2) 初動発震機構解(精査後)の連発地震
 ①3月5日浦河沖M3.6p・3月6日M4.9nt:襟裳小円北区・南区境界線部の太平洋スラブと日高山地マントルとの接触部(2015年3月東北日本月別).
 ②3月14日M3.6pr・M3.4p・M3.3tそして3月16日M3.3p・3月17日M3.8nt・3月18日M3.6t・3月19日M3.2pr・3月20日M3.8p・M3.4tおよび3月31日M3.3p・M3.9 p: 利根川沿いの九十九里スラブと太平洋スラブとの接触部(2015年3月東北日本月別).これら一連の連発地震活動の中の3月24日M4.6+pについてはCMT解も報告されている(2015年3月東日本月別).
 ③3月14日飛騨M3.2p・M3.3p:白山付近の深度10kmの上部地殻(2015年3月西南日本月別).
 ④3月19日鹿島小円区の太平洋スラブ内M3.7nt・M4.3tr:九十九里海岸の深度93kmと飛騨山地神岡の深度255km(2015年3月東北日本月別

3.九十九里スラブ震源域の地震活動

 利根川沿いには,フィリピン海プレートとして50万年前まで沈み込んでいた九十九里スラブが存在し,関東地方の地震活動の大部分を起こしている.また,九十九里スラブは太平洋スラブと接触しており,接触した太平洋スラブ内にも地震を起こしている.2015年3月の連発地震活動を起こした九十九里スラブ震源域の地震活動は,CMT解と初動発震機構解(精査後)で見ると,東日本大震災後に活発化している(図148・図149).地震個数と総地震断層面積の鹿島小円南区の太平洋プレート・北米プレート相対運動面積に対する比は,東日本大震災前から震災後では,CMTが35個0.074(16.5年間)から174個0.598(4年),初動が568個0.084(13.4年間)から572個0.278(4年)へと増加している.CMTの個数が5倍・面積比が8倍になっているのに対し,初動の個数が変わっていないのは,震災後の期間が3分の1以下になっているからであり,地震断層面積比は3倍以上に増加している.この増加は,太平洋スラブが東日本大震災の際に50m急激に沈み込んだためであろう.
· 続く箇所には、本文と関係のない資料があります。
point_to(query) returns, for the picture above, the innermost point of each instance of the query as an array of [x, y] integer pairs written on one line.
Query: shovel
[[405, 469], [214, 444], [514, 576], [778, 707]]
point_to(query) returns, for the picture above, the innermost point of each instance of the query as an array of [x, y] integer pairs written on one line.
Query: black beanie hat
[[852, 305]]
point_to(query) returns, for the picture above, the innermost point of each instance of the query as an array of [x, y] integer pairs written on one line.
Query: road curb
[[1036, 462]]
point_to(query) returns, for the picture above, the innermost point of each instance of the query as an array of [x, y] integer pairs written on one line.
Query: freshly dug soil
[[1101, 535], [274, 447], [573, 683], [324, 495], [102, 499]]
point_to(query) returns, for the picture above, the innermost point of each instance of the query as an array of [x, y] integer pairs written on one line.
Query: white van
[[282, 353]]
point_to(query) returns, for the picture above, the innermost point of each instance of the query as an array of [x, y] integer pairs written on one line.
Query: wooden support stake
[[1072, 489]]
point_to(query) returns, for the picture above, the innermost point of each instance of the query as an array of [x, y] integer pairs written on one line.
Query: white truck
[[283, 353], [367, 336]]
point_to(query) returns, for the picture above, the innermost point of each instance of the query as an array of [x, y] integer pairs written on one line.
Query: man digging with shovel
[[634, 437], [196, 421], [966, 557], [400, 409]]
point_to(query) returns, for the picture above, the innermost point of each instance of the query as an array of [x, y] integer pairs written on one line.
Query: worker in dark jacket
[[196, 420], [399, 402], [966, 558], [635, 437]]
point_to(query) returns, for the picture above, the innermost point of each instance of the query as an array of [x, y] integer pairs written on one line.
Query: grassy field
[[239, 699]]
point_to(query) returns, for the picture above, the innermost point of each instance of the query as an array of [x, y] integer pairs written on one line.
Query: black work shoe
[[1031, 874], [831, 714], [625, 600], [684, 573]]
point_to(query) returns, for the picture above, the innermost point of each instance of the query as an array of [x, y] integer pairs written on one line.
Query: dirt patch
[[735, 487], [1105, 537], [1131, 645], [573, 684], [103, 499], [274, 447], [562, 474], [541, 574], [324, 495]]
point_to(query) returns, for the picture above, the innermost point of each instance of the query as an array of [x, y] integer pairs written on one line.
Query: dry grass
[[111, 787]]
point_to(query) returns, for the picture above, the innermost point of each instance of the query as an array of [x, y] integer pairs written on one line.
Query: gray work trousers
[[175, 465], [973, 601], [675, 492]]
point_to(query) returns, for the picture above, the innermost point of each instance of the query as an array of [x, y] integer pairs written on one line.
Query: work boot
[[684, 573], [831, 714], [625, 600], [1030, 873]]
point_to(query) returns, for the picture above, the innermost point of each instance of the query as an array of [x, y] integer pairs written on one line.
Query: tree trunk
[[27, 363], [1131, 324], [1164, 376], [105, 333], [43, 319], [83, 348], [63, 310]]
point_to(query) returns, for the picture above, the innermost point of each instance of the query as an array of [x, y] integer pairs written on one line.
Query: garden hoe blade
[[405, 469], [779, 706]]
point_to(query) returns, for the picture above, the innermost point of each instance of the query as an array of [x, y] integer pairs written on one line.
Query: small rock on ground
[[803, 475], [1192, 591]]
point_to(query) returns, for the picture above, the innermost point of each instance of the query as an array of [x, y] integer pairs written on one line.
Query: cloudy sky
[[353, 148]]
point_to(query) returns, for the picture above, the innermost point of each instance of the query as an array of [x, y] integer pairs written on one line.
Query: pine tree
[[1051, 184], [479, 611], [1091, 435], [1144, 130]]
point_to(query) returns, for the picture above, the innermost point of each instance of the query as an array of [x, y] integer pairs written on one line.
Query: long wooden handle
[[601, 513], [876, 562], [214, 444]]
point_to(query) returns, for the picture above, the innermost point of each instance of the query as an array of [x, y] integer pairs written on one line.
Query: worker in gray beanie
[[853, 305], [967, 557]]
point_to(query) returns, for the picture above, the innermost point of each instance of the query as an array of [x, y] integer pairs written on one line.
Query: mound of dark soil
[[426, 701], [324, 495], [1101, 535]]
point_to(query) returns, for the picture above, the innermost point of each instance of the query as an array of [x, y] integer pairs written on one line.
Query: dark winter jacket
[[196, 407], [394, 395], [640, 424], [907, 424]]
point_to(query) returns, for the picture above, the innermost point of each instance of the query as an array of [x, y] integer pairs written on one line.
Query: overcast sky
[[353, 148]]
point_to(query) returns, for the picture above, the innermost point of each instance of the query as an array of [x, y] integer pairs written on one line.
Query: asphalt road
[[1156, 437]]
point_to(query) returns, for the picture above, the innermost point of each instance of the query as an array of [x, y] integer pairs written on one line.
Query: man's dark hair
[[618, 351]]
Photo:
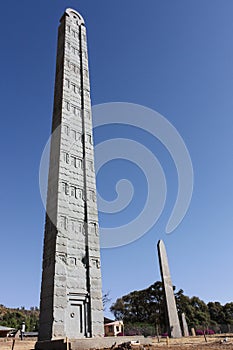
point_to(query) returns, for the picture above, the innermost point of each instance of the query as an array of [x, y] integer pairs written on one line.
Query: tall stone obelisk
[[71, 296], [171, 309]]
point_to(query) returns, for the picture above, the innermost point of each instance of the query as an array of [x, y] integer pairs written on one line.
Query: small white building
[[112, 329], [5, 331]]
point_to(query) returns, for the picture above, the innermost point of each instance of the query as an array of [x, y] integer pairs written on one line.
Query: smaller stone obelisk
[[174, 329], [185, 326]]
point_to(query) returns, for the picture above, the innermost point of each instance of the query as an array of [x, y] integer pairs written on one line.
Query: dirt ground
[[217, 342]]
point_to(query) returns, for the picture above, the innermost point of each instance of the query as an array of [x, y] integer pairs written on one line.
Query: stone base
[[89, 343]]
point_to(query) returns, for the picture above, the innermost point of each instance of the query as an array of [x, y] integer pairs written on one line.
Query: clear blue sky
[[173, 56]]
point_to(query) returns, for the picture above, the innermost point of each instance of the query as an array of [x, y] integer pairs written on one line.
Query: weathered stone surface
[[174, 329], [185, 326], [71, 277]]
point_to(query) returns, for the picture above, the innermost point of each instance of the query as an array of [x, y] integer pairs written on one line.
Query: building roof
[[2, 328]]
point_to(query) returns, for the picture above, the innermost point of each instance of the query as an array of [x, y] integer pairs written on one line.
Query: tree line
[[147, 306], [14, 318]]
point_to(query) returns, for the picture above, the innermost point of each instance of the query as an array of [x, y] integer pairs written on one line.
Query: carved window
[[67, 83], [88, 115], [89, 165], [66, 129], [79, 162], [73, 161], [79, 193], [93, 227], [63, 222], [67, 104], [89, 138], [80, 227], [74, 88], [73, 191], [65, 188]]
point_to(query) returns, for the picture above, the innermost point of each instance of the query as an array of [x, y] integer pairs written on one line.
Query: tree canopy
[[148, 306]]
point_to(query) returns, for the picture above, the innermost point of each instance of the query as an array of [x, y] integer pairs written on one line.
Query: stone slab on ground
[[91, 343]]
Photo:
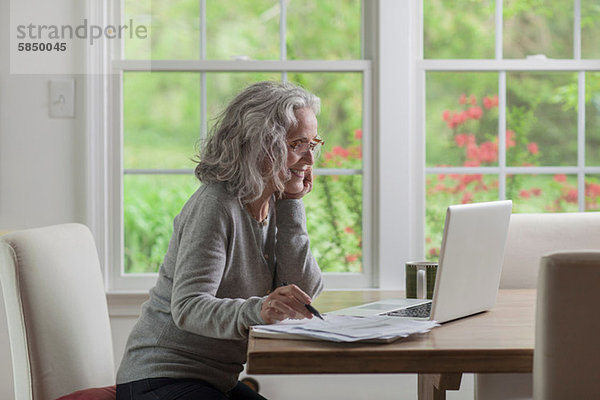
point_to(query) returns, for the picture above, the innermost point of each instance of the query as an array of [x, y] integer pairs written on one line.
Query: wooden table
[[500, 340]]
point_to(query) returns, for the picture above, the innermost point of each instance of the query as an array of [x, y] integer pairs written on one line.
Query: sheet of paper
[[345, 328]]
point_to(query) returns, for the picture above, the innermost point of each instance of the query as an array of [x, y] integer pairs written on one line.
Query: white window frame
[[502, 66], [105, 169]]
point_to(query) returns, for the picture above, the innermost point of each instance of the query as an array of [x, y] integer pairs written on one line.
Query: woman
[[239, 254]]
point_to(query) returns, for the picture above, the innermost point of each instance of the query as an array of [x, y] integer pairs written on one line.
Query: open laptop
[[469, 269]]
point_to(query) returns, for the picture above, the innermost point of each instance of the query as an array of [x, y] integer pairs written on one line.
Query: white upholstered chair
[[57, 315], [566, 361], [531, 236]]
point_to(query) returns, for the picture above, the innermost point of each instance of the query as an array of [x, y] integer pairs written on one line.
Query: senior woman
[[239, 255]]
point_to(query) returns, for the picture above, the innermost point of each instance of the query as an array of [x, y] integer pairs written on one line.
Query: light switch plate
[[62, 98]]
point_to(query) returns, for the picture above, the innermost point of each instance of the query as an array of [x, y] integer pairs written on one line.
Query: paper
[[345, 328]]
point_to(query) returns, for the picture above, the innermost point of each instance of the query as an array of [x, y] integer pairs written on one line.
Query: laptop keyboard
[[418, 311]]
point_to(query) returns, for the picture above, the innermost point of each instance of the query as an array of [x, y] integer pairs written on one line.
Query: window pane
[[447, 189], [161, 119], [222, 87], [459, 29], [462, 119], [323, 29], [334, 220], [592, 118], [173, 29], [542, 193], [590, 28], [541, 119], [150, 204], [242, 29], [538, 27], [340, 121], [592, 193]]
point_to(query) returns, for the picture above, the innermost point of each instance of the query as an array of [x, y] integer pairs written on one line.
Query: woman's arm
[[295, 263]]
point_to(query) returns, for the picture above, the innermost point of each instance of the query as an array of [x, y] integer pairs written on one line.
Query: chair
[[530, 236], [58, 323], [566, 358]]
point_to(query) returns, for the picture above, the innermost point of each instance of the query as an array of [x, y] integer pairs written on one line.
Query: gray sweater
[[218, 269]]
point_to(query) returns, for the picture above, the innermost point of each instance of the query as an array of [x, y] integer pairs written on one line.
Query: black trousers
[[181, 389]]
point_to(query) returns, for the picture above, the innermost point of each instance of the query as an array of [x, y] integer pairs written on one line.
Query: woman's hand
[[285, 302], [305, 190]]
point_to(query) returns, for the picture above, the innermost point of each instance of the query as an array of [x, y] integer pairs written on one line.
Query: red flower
[[475, 112], [467, 198], [532, 147], [461, 139], [473, 152], [561, 178], [471, 163], [490, 102], [487, 103], [488, 152]]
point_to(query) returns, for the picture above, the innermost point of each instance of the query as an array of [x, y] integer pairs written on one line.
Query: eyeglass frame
[[309, 146]]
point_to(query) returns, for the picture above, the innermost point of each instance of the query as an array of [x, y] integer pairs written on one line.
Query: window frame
[[105, 169], [502, 66]]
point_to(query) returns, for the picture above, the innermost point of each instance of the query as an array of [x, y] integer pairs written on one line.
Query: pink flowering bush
[[473, 145]]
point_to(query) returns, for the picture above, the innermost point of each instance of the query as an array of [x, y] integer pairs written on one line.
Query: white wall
[[42, 182]]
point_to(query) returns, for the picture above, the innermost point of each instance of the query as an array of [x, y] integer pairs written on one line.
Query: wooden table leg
[[434, 386]]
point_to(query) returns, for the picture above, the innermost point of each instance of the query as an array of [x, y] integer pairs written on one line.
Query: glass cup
[[420, 279]]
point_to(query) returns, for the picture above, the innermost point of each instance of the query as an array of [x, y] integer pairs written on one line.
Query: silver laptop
[[469, 269]]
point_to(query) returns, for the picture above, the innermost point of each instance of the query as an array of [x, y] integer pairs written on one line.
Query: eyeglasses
[[302, 148]]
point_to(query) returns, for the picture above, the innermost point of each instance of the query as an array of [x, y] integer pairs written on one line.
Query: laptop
[[469, 270]]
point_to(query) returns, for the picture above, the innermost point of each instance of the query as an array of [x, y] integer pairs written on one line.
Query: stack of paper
[[345, 328]]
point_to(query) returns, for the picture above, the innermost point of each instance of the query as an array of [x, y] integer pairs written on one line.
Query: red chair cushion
[[104, 393]]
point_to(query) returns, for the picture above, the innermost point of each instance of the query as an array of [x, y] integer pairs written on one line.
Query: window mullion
[[499, 30], [581, 139], [577, 29], [282, 35], [203, 118], [502, 134]]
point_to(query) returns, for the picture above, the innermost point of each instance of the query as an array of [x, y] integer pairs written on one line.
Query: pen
[[310, 308]]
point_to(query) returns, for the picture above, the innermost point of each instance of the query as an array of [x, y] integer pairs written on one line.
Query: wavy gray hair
[[247, 148]]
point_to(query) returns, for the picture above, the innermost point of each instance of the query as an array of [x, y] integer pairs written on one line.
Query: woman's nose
[[309, 157]]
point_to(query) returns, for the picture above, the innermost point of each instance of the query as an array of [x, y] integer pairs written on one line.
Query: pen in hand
[[310, 308]]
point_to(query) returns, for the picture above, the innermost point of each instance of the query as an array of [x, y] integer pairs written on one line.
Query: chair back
[[566, 360], [56, 310], [530, 236]]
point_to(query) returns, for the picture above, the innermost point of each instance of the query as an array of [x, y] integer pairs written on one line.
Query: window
[[165, 91], [511, 106]]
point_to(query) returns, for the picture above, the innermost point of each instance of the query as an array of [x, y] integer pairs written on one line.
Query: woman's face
[[298, 164]]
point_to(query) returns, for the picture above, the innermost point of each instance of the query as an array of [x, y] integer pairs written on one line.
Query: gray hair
[[247, 147]]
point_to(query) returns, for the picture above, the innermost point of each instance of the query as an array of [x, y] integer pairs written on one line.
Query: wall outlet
[[62, 98]]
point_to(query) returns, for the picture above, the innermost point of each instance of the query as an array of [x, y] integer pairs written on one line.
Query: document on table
[[345, 328]]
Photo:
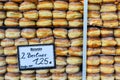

図148.鹿島小円北区における九十九里スラブ震源域のCMT発震機構解.  震央分布(左)・断面図(中):全期間(上段)・東日本大震災以後(中段)・東日本大震災以前(下段).震央分布図(左)の「T」は,房総沖沈込プレート三重会合点.  鹿島小円北区の縦断面図(右上)・時系列図(右中)・発震機構方位図(右下).発震機構方位図(右下)中央の黒色横実線が太平洋スラブ傾斜方位(TrDip)で,紫色実線はプレート相対運動方位(Sub).

図148.鹿島小円北区における九十九里スラブ震源域のCMT発震機構解.
 震央分布(左)・断面図(中):全期間(上段)・東日本大震災以後(中段)・東日本大震災以前(下段).震央分布図(左)の「T」は,房総沖沈込プレート三重会合点.
鹿島小円北区の縦断面図(右上)・時系列図(右中)・発震機構方位図(右下).発震機構方位図(右下)中央の黒色横実線が太平洋スラブ傾斜方位(TrDip)で,紫色実線はプレート相対運動方位(Sub).


図149.鹿島小円北区における九十九里スラブ震源域の初動発震機構解(精査後).  震央分布(左)・断面図(中):全期間(上段)・東日本大震災以後(中段)・東日本大震災以前(下段).震央分布図(左)の「T」は,房総沖沈込プレート三重会合点.  鹿島小円北区の縦断面図(右上)・時系列図(右中)・発震機構方位図(右下).発震機構方位図(右下)中央の黒色横実線が太平洋スラブ傾斜方位(TrDip)で,紫色実線はプレート相対運動方位(Sub).

図149.鹿島小円北区における九十九里スラブ震源域の初動発震機構解(精査後).
 震央分布(左)・断面図(中):全期間(上段)・東日本大震災以後(中段)・東日本大震災以前(下段).震央分布図(左)の「T」は,房総沖沈込プレート三重会合点.
鹿島小円北区の縦断面図(右上)・時系列図(右中)・発震機構方位図(右下).発震機構方位図(右下)中央の黒色横実線が太平洋スラブ傾斜方位(TrDip)で,紫色実線はプレート相対運動方位(Sub).

 九十九里スラブ震源域の地震は,日本海溝から屈曲して沈み込む太平洋スラブの上部から九十九里スラブにかけて広く分布しており,関東地方が太平洋スラブと九十九里スラブの衝突域に在ることを示している.また,その北限は関東地方で利根川沿いにあるが,その東方延長は南東方に向きを変え,房総沖沈込プレート三重会合点の逆三角形(図148の「T」)の左下辺に当たる伊豆弧東縁の延長線に向かう.
 九十九里スラブ震源域の主応力軸方位は,正断層型発震機構の引張T軸(△:黒色・青色・紫色・空色)が北米プレートと太平洋プレートの相対運動方位(図148・図149の発震機構方位図(右下)の紫色線「Sub」)に沿う分布をしているのに対し,逆断層型発震機構の圧縮P軸(○:赤色・桃色・橙色・黄緑色)はスラブ傾斜「TrDip」およびプレート相対運動方位の逆方向を示す発震機構方位図の上下縁付近に分布している.
 フィリピン海プレートの運動が九十九里スラブの北米プレート内における位置関係を変動させ,九十九里スラブと太平洋スラブの衝突状態に影響を与えるため,九十九里スラブ震源域の地震活動は日本列島全域の応力状態を反映する.初動発震機構解では,定位置で同じ発震機構型の地震が断続的に起こっており,時系列図(図149右中図)で縦に連なる点群をなしている.その消長は日本列島全域の応力状態を知る手掛かりを与えているので,今後の地震予報に役立てたい.

4.2015年4月の地震予報:

 日本列島では異常な静穏期が続いているが,激しい地震活動前の静寂期間であることが心配される.
 琉球海溝域で連発地震が起き,フィリピン海プレート運動が活発化していることは確かである.九十九里スラブ震源域でも連発地震が続き,南海トラフの巨大地震・伊豆弧の衝突とともに関東地方の地震活動に波及することが心配される.今後の警戒が必要である.